Soudain, l’évidence lui apparut. Les paroles de son père résonnèrent à nouveau à ses oreilles. Il avait tenté de lui transmettre un message ; Robert en saisissait toutes les implications, à présent.

« Puisse ce livre saint fortifier ton cœur et guider ta raison, si Dieu le veut. »

Alors, Robert comprit qu’il devait accomplir ce qu’il estimait juste. Comme lutter pour conserver cette précieuse Bible léguée par son père ; comme lutter pour garder Falaise, le projet commun qu’il avait nourri avec son père. Comme lutter pour écarter Richard du pouvoir, avant qu’il ne nuise à la politique menée par leur père depuis des années…

Pour se défendre de sa cupidité.

Pour le bien du duché.

Pour la mémoire de son père, dont, il en avait soudain la certitude, telle était la dernière volonté.

1Terme médiéval pour « château ».

2Guillaume Longue-Épée est le fils de Rollon, le premier yarl des Normands puisque le duché de Normandie n’existait pas encore. Guillaume portait, lui aussi, le titre de yarl des Normands, hérité de ses origines vikings.

3Richard II de Normandie, petit-fils de Guillaume Longue-Épée.

4Tabouret aux pieds en croix, parfois pliant, hérité de la Rome antique où il symbolisait un pouvoir judiciaire.

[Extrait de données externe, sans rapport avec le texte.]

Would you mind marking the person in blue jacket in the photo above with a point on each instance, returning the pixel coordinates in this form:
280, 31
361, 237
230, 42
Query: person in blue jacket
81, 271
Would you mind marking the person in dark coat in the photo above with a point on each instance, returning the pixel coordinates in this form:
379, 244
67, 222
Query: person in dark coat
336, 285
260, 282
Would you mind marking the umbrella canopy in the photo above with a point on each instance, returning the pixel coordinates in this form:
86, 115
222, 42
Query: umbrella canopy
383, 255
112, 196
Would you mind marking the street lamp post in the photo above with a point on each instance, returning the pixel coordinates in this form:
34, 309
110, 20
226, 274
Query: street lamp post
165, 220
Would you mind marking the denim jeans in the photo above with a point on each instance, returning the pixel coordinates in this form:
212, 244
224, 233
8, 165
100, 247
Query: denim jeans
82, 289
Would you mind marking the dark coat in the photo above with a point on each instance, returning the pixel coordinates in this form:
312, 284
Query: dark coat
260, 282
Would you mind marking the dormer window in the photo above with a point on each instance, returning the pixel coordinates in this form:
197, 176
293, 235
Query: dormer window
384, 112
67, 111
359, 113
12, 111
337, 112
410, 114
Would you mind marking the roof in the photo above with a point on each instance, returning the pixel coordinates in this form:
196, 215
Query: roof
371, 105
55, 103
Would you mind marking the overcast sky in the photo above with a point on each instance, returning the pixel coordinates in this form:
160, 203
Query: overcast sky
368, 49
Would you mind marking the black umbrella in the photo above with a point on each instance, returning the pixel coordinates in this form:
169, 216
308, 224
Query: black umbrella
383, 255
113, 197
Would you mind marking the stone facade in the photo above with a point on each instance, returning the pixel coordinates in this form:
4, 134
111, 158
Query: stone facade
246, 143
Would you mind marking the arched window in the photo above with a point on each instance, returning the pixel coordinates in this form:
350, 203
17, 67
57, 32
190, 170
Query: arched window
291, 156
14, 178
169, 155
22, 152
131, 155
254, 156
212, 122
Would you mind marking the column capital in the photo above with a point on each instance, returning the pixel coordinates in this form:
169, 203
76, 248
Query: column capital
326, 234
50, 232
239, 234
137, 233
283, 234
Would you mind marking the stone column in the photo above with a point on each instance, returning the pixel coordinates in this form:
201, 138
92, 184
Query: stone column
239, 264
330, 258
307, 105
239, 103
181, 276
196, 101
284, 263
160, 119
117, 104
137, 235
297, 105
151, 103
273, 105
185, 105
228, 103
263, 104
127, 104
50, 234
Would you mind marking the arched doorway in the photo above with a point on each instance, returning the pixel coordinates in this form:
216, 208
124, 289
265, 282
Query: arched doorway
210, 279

Le siège curule fut très usité à travers les époques mérovingiennes, carolingiennes, et durant le Haut Moyen-Âge.

5Jusqu’au XIIème siècle, malgré les ordonnances de l’Église, les religieux sont souvent vêtus presque comme des laïcs : ils portent les mêmes coupes de vêtements, les mêmes étoffes, les mêmes teintures… Il faudra que l’Église développe une législation, au XIIème siècle, pour interdire les couleurs voyantes et la richesse de l’habillement de ses hauts dignitaires. Par conséquent, la sobriété de l’évêque Radbod est ici source d’étonnement.

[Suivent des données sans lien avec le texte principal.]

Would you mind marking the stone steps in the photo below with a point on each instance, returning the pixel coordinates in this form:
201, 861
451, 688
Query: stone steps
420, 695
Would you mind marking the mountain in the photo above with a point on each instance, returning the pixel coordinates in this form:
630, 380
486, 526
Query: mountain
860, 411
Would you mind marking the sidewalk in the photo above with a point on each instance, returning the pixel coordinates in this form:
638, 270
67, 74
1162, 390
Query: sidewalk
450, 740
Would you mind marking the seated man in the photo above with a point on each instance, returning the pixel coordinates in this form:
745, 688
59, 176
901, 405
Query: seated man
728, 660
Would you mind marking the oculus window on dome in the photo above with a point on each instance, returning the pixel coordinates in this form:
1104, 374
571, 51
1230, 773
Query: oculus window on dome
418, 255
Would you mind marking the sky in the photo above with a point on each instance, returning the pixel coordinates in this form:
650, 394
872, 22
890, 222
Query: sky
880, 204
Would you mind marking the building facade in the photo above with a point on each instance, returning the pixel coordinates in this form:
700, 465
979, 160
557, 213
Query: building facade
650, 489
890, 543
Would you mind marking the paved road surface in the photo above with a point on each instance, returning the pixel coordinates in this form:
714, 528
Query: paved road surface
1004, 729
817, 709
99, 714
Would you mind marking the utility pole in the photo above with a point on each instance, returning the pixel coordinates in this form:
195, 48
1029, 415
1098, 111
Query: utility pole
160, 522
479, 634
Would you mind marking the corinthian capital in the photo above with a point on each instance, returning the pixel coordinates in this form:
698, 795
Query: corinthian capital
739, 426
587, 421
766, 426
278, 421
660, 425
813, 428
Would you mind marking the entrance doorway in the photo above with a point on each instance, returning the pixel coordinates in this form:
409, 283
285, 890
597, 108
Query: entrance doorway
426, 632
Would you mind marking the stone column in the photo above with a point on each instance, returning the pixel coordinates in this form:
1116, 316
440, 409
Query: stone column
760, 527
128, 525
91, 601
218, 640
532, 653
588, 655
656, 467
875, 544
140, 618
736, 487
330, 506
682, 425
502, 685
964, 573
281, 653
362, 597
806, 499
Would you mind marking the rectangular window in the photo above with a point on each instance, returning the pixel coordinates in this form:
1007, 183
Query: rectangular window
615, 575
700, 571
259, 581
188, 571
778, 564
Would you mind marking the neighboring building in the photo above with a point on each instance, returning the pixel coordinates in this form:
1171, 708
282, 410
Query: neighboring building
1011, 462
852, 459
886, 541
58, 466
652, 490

6Danse médiévale attestée à partir du XIIe siècle, mais probablement plus ancienne. Le principe était de battre du pied pendant la musique. Cette danse, plus raffinée que les rondes populaires, se pratiquait alors au sein des classes aisées.

7Désigne un nigaud, une personne stupide.

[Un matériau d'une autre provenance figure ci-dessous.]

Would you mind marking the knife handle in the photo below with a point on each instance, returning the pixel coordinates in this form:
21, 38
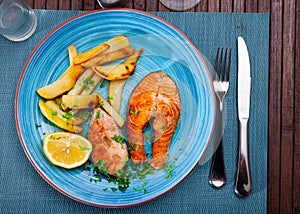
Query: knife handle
243, 183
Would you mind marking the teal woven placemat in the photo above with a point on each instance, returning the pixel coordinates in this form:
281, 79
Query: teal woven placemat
24, 191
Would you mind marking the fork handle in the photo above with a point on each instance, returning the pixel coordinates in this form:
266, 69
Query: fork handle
217, 175
243, 183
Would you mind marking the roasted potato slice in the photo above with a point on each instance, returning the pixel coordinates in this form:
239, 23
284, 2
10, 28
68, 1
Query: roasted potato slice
119, 71
115, 91
61, 85
55, 118
83, 57
110, 110
79, 101
109, 57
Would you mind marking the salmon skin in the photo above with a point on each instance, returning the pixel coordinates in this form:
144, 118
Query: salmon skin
102, 133
155, 97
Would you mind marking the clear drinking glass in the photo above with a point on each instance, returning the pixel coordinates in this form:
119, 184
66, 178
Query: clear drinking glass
17, 20
180, 5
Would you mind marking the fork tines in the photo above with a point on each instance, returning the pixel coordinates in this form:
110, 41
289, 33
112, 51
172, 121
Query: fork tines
221, 71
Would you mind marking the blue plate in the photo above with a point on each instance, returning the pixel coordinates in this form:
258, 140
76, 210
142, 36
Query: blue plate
167, 49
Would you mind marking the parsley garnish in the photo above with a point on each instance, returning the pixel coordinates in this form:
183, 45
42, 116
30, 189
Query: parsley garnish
169, 170
68, 115
143, 189
120, 139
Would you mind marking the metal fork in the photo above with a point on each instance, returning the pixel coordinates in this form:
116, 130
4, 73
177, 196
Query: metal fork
217, 176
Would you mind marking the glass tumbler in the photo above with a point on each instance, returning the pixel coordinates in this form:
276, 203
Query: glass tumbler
17, 20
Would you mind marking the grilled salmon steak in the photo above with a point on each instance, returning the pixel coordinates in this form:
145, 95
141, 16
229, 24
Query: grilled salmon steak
103, 133
155, 97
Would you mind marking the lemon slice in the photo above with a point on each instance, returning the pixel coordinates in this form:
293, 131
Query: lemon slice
66, 149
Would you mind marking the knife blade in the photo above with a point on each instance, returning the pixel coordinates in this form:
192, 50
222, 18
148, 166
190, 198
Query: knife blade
243, 182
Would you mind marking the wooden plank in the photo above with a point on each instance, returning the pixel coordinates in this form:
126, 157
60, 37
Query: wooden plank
263, 6
151, 5
226, 6
287, 123
275, 77
251, 6
76, 5
89, 4
296, 171
64, 5
52, 5
239, 5
162, 8
214, 6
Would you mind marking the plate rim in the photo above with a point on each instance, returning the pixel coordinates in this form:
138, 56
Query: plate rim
31, 159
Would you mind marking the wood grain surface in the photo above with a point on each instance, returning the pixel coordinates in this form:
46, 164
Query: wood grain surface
284, 84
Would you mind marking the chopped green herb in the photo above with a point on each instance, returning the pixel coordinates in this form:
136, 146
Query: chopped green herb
120, 139
143, 189
68, 115
55, 138
169, 170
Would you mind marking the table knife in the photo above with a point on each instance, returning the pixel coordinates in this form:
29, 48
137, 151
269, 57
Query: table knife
243, 183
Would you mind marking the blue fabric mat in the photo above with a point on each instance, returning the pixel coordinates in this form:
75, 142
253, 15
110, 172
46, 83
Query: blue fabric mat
23, 190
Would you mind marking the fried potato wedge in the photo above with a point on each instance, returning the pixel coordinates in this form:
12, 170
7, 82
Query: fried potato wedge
53, 117
72, 53
61, 85
109, 57
83, 82
68, 117
95, 79
83, 57
110, 110
115, 91
119, 71
79, 101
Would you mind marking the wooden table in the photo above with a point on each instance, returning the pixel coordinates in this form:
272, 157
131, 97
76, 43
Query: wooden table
284, 105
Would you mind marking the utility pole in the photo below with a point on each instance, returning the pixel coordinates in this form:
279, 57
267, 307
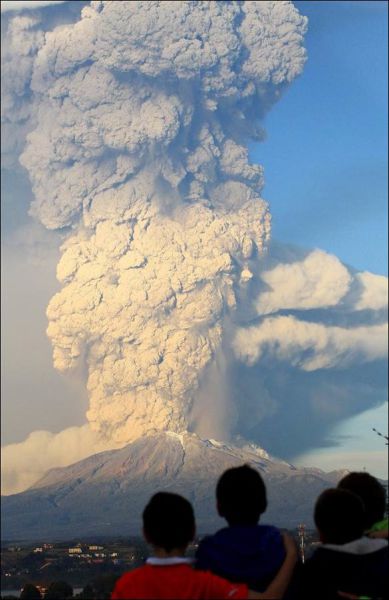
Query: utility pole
382, 435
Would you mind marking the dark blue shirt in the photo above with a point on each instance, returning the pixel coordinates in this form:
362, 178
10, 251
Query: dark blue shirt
251, 554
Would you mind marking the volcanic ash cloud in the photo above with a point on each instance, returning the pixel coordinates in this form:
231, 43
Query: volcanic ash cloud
144, 110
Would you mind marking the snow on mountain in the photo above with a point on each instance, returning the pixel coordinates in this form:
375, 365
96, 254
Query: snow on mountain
105, 494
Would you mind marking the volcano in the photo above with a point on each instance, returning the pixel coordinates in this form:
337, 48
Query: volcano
104, 495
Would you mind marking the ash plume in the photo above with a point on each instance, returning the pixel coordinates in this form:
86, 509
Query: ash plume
144, 113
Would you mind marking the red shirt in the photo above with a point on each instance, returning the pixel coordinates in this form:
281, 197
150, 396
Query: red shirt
178, 581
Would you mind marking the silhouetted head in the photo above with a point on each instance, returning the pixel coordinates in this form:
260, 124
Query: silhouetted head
241, 496
371, 492
339, 516
168, 521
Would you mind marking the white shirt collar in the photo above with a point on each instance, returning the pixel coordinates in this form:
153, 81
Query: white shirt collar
171, 560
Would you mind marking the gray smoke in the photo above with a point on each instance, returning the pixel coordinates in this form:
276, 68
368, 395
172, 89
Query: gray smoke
144, 112
138, 118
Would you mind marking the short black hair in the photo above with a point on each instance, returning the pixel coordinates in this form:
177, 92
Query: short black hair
371, 492
241, 496
339, 516
168, 521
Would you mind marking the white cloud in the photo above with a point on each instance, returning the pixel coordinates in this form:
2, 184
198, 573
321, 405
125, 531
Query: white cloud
373, 461
24, 463
311, 346
374, 293
319, 281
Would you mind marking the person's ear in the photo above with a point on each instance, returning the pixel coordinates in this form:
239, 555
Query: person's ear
145, 535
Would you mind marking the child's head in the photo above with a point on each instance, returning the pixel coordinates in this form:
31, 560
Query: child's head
241, 496
168, 521
339, 516
371, 492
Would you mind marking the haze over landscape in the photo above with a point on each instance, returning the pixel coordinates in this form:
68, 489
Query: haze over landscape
131, 134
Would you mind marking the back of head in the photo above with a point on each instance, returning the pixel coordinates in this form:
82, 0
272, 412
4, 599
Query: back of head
168, 521
241, 496
371, 492
339, 516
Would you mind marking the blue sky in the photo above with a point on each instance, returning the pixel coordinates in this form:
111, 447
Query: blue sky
325, 160
325, 156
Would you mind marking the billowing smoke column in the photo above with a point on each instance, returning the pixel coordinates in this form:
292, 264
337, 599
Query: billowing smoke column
144, 110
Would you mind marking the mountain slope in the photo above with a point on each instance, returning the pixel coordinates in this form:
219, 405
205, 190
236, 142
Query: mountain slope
105, 494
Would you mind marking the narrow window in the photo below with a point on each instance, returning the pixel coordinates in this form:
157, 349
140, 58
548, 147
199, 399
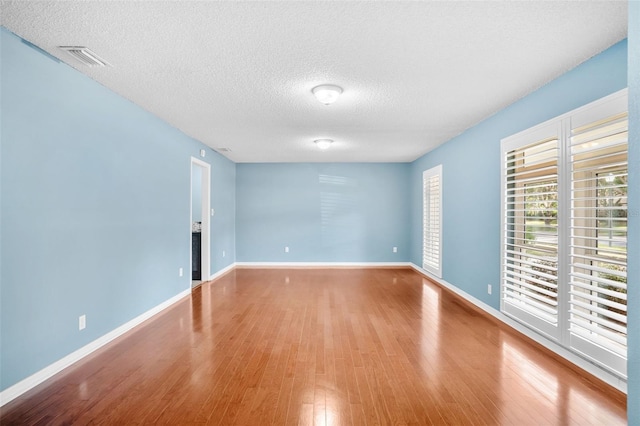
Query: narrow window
432, 221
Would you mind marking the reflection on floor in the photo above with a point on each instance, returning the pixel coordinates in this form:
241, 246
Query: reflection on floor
330, 347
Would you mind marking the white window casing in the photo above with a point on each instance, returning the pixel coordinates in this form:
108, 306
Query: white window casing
564, 201
432, 221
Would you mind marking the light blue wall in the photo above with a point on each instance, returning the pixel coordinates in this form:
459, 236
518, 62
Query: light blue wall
633, 302
323, 212
95, 210
471, 172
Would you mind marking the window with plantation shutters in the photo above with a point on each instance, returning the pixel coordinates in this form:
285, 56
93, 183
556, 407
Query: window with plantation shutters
564, 230
530, 268
432, 221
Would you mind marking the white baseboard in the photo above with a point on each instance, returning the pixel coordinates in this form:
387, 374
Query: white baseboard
222, 272
34, 380
293, 265
586, 365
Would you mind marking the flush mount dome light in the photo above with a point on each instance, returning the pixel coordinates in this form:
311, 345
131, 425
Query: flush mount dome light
327, 93
323, 143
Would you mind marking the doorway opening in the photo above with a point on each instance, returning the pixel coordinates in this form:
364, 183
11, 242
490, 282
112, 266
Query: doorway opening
200, 221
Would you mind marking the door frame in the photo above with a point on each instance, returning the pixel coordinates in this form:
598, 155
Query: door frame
205, 250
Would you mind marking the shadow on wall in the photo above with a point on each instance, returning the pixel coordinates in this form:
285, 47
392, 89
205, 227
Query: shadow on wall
341, 224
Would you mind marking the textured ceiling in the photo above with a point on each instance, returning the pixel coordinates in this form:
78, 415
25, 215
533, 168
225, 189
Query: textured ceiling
239, 74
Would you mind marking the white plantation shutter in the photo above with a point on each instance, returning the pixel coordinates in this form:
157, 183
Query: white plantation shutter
530, 243
432, 221
564, 230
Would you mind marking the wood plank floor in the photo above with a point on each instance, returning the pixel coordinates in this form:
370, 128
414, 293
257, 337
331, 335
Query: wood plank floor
320, 347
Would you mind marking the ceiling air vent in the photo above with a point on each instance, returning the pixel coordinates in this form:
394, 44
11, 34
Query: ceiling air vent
85, 56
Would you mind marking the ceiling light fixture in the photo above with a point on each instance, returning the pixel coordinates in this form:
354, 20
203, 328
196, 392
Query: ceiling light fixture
323, 143
327, 93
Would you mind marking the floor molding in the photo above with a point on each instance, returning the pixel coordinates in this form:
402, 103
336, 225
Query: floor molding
222, 272
35, 379
332, 265
561, 351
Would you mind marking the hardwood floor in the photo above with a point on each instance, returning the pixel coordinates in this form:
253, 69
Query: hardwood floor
324, 347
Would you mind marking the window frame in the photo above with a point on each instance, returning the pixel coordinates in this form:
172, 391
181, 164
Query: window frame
433, 266
563, 126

8Récipient à boire médiéval, en métal, généralement réservé aux classes supérieures. Suivant sa contenance, il pouvait posséder des anses, un couvercle et même un bec verseur.

9La bière est l’ancien nom du cercueil.

10Manteau.

11Les Mérovingiens et Carolingiens, qui portaient les cheveux longs en signe de leur pouvoir. Contrairement au mythe romantique de l’empereur « à la barbe fleurie », Charlemagne portait les cheveux courts et le menton glabre, tel un empereur romain.

12 Ancien nom de la France, à partir du Xème siècle.

13 Robert II le Pieux, roi de France de 996 à 1031, qui fut un allié de Richard II de Normandie.

14 L’Irlande.

15 Capitale politique, administrative et militaire de la vicomté d’Hiémois, qui deviendra par la suite la capitale du duché de Normandie.

16La grande foire de la Saint-Michel, qui rythmait la vie agricole et sociale au Moyen-Âge, se tenait le 29 septembre. Elle revêtait une importance particulière en Normandie, car Saint Michel est le patron des Normands.